El violín de la adúltera <BR>(fragmento)

 Esta obra será puesta en circulación el 1 de agosto en el auditorio Manuel del Cabral, Biblioteca Pedro Mir de la Universidad Autónoma de Santo Domingo
POR ANDRÉS L. MATEO
Junio 27

Una bandada de ciguas entró y salió del espejo, mientras leía el primer anónimo en el que me comunicaban que mi mujer me estaba pegando los cuernos.

 Hasta ese día se podría decir que era dueño de una dicha sin nubes, que comenzó a mustiarse en la soledad de los labios repitiendo palabra a palabra las acusaciones fulminantes escritas en un delicado papel azul.

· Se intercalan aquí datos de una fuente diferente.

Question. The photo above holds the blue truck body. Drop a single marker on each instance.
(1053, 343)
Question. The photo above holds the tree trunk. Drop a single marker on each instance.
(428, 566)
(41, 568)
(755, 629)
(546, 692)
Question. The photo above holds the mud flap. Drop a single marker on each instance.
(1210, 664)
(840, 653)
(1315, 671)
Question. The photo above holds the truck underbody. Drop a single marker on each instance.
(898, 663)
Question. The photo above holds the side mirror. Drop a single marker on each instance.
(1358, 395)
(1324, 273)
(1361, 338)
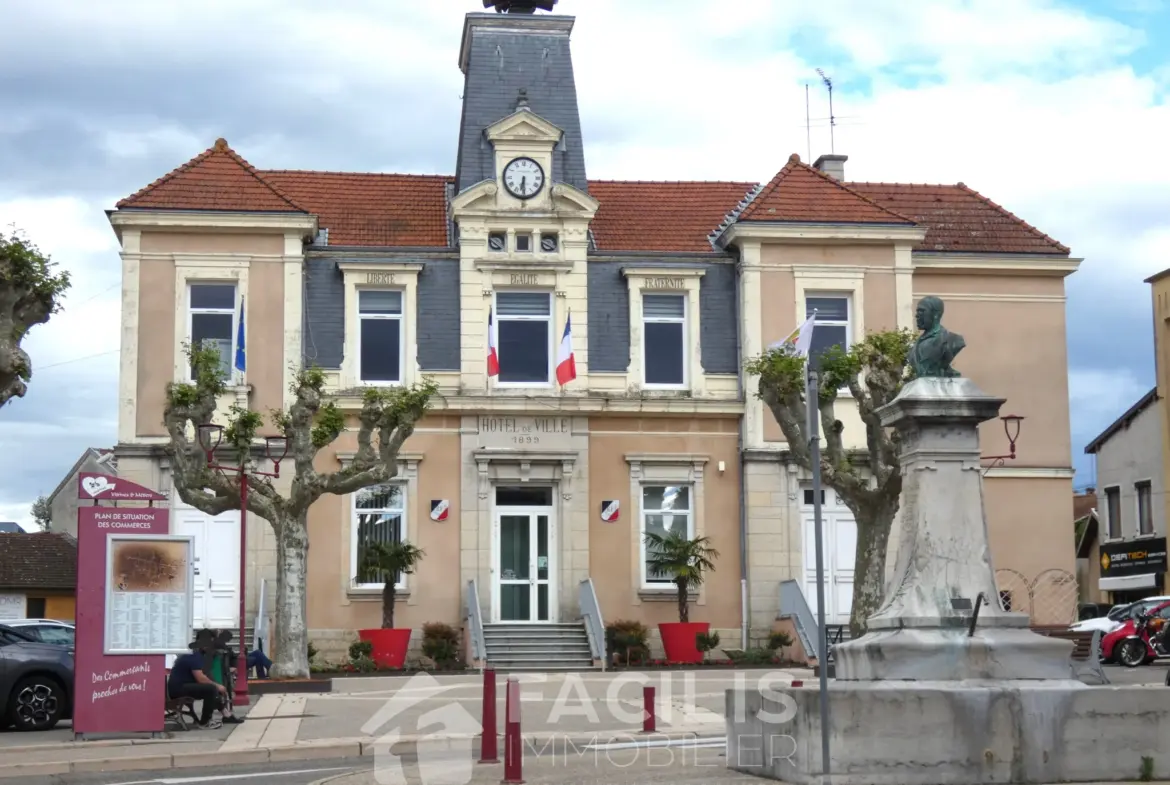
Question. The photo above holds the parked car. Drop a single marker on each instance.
(1117, 615)
(47, 631)
(36, 682)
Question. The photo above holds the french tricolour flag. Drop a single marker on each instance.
(566, 365)
(493, 353)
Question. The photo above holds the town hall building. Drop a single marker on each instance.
(531, 497)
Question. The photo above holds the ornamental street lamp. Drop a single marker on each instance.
(275, 449)
(1012, 431)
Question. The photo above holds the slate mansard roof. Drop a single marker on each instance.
(411, 209)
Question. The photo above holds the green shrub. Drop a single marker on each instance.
(441, 642)
(360, 649)
(627, 640)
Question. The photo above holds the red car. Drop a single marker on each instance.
(1133, 642)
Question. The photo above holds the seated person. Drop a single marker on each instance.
(188, 680)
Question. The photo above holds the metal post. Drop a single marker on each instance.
(811, 397)
(241, 670)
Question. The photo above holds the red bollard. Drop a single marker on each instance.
(488, 750)
(648, 710)
(514, 752)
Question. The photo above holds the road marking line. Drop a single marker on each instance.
(283, 728)
(247, 735)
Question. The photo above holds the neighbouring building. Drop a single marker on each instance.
(667, 288)
(38, 576)
(1126, 542)
(64, 500)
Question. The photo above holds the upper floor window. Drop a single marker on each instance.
(380, 338)
(665, 339)
(524, 336)
(832, 326)
(1144, 511)
(1113, 511)
(379, 516)
(212, 319)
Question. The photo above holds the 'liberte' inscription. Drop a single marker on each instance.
(525, 429)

Leí en silencio. No tenía firma. Quien lo escribió demostraba urbanidad y hasta pena por lo que me comunicaba. Trazos elegantes que enjirafaban las letras subiéndolas hasta el cielo, pero al final, sin firma. Un ordinario anónimo.

En la confusión de mis ojos, leí de nuevo el nombre del destinatario. No había dudas, las finas letras enjirafadas decían mi nombre: licenciado Néstor Luciano Morera.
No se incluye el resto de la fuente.